The words that nurses and other health professionals use to describe where they work is an issue that urgently needs to be addressed
People commonly use the terms “acute” and “community” instead of the more accurate and appropriate “hospital” and “community”.
Using the terms “acute” and “community” is a confusion of two concepts. One describes the health status of the patient and the other the environment in which the delivery of care is taking place. It may appear on the surface to be of little consequence but by using the term “acute” to mean hospital-based care, we do a huge disservice to all staff based in the community.
More and more acute and complex care is being delivered in the community to acutely ill patients. Many patients have life-limiting illnesses and they are being supported to stay at home, whenever it is safe to do so, rather than being admitted to hospital. Most community-based nurses work autonomously in homes and clinics with no team immediately available for consultation.
The skills of holistic risk assessment are essential in the care of community-based patients. When to manage an acutely ill patient at home and when to refer to the hospital is an illustration of the high-level decision-making skills used in everyday practice. The use of the terms “acute” and “community” also implies that the hospital is where acute care and specialist skills are required and the community must therefore require less specialist and potentially lower-level nursing skills.
The perpetuation of this image of nursing in the community has led to a generation of student nurses who have little or no exposure to district nursing teams in their practice placements. They choose to develop their nursing skills in “acute” settings, deferring the idea of a career in the “community” to some indeterminate point in the future.
If student nurses could be exposed to more community nursing in their training, they would know that it is in the community setting where the broadest range of nursing skills are developed, practised and tested to the limit.
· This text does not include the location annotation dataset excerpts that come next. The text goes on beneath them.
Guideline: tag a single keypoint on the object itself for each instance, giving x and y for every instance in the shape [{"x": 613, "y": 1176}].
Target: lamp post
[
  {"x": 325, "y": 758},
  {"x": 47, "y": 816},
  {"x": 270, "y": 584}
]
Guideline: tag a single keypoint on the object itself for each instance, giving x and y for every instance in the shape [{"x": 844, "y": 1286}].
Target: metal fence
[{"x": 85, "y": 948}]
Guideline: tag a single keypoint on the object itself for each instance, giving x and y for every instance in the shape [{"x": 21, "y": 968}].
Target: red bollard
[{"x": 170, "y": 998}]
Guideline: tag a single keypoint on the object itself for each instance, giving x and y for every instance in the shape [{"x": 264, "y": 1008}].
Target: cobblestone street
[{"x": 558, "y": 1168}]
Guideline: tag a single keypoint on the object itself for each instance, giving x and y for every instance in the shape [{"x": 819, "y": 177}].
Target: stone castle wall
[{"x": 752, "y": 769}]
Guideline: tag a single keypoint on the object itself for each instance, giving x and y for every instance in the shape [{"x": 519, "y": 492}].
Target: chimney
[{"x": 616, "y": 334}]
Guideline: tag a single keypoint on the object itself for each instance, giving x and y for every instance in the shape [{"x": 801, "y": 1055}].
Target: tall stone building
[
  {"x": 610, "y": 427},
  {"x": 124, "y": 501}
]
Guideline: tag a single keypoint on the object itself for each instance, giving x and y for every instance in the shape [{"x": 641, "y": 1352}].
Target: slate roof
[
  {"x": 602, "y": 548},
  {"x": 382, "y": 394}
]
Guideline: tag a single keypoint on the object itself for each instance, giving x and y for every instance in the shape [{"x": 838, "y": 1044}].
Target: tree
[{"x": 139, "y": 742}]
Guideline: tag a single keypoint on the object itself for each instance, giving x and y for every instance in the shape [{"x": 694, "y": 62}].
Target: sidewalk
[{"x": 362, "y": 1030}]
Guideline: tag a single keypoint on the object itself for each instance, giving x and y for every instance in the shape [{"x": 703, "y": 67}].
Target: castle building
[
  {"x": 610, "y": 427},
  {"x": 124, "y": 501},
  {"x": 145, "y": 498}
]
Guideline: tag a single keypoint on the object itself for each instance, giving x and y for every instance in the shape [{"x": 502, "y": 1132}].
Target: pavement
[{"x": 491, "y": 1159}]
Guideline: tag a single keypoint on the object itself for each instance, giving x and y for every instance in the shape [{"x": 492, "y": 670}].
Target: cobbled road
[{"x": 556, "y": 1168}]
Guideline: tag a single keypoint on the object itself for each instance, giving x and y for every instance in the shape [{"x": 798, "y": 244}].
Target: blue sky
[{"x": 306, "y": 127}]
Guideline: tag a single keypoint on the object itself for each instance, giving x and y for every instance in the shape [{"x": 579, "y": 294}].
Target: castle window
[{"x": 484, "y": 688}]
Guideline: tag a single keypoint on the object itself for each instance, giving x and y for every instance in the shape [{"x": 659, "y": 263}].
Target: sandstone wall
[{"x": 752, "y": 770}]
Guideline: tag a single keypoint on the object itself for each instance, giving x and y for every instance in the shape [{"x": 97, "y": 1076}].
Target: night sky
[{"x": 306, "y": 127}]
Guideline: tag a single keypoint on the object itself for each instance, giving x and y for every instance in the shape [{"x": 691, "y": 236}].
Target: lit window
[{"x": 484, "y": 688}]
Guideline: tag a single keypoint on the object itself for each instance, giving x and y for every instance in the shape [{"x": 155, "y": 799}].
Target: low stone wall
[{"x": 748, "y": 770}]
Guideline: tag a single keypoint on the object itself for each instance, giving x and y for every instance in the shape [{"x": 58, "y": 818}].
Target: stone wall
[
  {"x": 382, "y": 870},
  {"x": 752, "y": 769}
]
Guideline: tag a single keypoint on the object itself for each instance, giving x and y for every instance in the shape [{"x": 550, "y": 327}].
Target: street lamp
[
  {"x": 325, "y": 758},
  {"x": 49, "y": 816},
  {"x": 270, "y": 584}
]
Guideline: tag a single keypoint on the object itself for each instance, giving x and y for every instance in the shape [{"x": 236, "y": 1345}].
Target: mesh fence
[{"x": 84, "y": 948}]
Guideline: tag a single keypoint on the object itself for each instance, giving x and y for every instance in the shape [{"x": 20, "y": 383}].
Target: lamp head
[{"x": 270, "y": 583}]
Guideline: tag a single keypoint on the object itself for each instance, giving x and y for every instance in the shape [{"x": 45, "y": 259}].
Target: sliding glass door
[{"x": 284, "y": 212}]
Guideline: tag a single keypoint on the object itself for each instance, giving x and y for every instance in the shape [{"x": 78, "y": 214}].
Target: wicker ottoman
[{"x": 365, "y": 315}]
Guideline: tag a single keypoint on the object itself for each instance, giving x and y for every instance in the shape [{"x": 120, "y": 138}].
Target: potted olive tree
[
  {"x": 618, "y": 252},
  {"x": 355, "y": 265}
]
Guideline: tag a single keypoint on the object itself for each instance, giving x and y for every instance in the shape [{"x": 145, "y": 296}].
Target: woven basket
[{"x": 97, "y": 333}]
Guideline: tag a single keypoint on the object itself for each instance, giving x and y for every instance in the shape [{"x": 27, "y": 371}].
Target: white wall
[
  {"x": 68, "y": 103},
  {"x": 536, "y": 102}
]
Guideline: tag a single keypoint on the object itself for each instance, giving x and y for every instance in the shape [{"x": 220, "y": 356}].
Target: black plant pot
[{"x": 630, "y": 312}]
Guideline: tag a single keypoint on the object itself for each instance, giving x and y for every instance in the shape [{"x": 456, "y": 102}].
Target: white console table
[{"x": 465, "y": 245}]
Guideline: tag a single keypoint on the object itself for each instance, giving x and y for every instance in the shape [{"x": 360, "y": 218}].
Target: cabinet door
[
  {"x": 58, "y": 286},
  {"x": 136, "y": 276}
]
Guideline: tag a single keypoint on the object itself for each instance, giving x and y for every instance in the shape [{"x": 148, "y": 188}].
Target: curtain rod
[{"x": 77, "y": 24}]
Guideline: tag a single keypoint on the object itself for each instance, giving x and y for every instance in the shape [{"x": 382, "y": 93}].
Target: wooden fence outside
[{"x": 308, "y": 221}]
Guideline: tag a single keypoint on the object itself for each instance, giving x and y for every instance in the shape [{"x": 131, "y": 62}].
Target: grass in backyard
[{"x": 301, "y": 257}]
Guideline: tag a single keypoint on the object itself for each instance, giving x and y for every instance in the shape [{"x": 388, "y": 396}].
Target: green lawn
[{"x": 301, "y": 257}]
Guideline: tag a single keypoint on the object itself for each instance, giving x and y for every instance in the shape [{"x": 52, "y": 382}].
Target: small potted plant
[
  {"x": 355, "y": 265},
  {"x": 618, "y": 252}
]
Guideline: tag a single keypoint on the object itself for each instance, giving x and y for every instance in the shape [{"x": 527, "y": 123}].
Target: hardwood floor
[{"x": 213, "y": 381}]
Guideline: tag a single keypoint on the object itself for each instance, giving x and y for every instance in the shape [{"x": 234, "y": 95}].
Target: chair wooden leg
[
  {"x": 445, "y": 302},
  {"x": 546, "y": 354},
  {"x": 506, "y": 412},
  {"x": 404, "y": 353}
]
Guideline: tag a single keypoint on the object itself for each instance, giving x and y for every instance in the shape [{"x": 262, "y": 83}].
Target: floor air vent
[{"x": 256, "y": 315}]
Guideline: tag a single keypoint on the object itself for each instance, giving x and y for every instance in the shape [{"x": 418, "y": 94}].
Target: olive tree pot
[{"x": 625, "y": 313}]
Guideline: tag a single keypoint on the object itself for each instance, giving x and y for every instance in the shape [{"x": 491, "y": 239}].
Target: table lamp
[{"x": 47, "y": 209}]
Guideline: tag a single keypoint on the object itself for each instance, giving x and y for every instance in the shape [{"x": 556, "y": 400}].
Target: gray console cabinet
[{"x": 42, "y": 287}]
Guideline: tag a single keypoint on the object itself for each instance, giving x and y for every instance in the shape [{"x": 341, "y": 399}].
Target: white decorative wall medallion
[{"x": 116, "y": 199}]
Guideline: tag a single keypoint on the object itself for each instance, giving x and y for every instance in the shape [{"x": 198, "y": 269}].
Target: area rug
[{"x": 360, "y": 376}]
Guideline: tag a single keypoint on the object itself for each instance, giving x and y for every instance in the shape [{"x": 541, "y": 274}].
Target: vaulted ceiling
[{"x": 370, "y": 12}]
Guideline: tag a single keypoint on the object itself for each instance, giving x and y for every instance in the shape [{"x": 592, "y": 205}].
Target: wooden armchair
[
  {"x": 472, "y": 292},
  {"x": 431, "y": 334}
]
The scope and range of nursing need in the community is far greater than most nurses would experience in a hospital ward environment.
Nursing at home presents unique challenges. As a guest in the patient’s home, the nurse needs keenly developed social as well as clinical skills. Negotiation, tact, imagination and compromise are essential skills that are always called for. But there is huge potential to deliver excellent and compassionate healthcare to patients and families, who are at their most vulnerable.
We need to banish the terms “acute” and “community” and replace them with “hospital-based care” and “community-based care”. This makes more sense for patients, families and nurses - and indicates that patients with acute care needs can be safely cared for in their own homes as well as in hospital.
Crystal Oldman is chief executive of the Queen’s Nursing Institute.